Results: This review identified 72 full-text articles. From these, 16 studies met the inclusion criteria and were included in the final analysis. Of these, 8 studies reviewed hospital LOS, 12 reviewed mortality outcomes, 5 studies explored time to antibiotics, and 5 studies investigated intensive care unit (ICU) LOS. Both quantitative and qualitative assessments of the studies were performed. There was evidence of a significant benefit of digital alerting in hospital LOS, which reduced by 1.31 days (P=.014), and ICU LOS, which reduced by 0.766 days (P=.007).

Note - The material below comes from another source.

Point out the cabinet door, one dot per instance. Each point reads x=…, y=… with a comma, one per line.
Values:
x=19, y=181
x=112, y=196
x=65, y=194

There was no significant association between digital alerts and mortality (mean decrease 11.4%; P=.77) or time to antibiotics (mean decrease 126 min; P=.13).

Conclusions: This review highlights that digital alerts can considerably reduce hospital and ICU stay for patients with sepsis. Further studies including randomized controlled trials are necessary to confirm these findings and identify the choice of alerting system according to the patient status and pathological cohort.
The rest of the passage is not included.